By AFP   December 27, 2022 | 01:01 am PT
Asian markets up after China ends travel quarantine
Travelers walk with their luggage at Beijing Capital International Airport, amid the coronavirus disease (Covid-19) outbreak in Beijing, China, December 27, 2022. Photo by Reuters/Tingshu Wang
Asian markets rose on Tuesday after China said it would end quarantine for arrivals, spurring hopes for the revival of the world's second-largest economy and boosting oil which continued its upward surge on fears of Russian production cuts.

China has abruptly reversed its strict pandemic restrictions even as a surge in infections overtakes the country.

The latest easing will see three years of border controls end on January 8 when Beijing downgrades Covid-19 to a Class B infectious disease.

People in China have since gone rushing to search for overseas flights, with the reopening set to be a boon for the travel industry.

China's benchmark Shanghai index and the second index in Shenzhen both posted healthy gains, while Tokyo ended a shade higher with Seoul, Singapore and Mumbai all also up.

Markets in Hong Kong and Sydney were still closed for a holiday.

"Global equities climbed Tuesday while the dollar declined amid positive sentiment from China upping the speed limits on zero-Covid off ramps and the softening of a key inflation measure in the U.S.," Stephen Innes of SPI Asset Management said.
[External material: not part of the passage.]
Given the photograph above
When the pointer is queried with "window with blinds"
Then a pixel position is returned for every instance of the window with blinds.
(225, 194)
"Inbound tourism is not a huge economic bounty for China relative to domestic tourism but policy fast-track and early zero-Covid exit means growth could recover enormously," he added.

Markets have also been buoyed by fresh data last week that indicated a slowing of U.S. inflation, as well as an uptick in consumer spending, which saw Wall Street take gains into the Christmas break.
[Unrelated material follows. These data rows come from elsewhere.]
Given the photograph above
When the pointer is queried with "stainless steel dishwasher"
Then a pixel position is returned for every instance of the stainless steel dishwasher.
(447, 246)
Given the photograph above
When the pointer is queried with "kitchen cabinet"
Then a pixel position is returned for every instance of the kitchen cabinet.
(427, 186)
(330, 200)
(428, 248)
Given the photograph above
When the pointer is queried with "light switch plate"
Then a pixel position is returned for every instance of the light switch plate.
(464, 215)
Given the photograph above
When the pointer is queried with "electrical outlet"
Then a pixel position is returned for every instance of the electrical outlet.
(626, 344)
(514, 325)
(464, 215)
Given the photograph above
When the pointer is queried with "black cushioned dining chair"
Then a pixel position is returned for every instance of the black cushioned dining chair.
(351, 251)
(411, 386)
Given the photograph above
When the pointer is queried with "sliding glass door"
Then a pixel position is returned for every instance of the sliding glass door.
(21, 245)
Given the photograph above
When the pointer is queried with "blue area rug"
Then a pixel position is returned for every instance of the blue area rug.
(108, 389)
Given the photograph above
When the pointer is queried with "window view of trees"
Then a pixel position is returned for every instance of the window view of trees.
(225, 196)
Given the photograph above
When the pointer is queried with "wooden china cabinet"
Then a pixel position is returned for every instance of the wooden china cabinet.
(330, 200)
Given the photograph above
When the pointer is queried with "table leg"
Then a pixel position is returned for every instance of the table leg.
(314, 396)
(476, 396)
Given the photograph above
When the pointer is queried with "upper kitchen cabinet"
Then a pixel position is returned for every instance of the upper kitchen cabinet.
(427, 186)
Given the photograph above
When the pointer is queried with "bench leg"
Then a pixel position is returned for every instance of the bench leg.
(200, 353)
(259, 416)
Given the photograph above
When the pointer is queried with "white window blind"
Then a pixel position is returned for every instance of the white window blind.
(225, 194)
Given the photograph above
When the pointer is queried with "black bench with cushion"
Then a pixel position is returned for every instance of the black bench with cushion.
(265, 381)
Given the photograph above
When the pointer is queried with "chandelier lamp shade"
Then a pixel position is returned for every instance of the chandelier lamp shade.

But the news was not definitive and all eyes will be on how the Federal Reserve raises interest rates to balance inflationary concerns alongside the possibility of a recession caused by increased borrowing costs.
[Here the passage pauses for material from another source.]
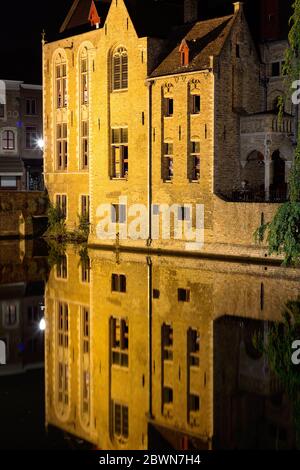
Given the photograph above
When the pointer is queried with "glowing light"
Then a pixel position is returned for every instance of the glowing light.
(42, 325)
(40, 143)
Following a holiday for commodities traders on Monday, oil continued its surge after a senior official said Russia could cut up to 7% of its production next year.

Production was also curtailed by freezing conditions in the United States, where more than 1.8 million barrels a day of oil processing capacity in Texas was hit by the extreme weather, according to Bloomberg News.

Both Brent Crude and West Texas Intermediate jumped around 0.5% on the supply shortfalls and expectations of renewed demand from China.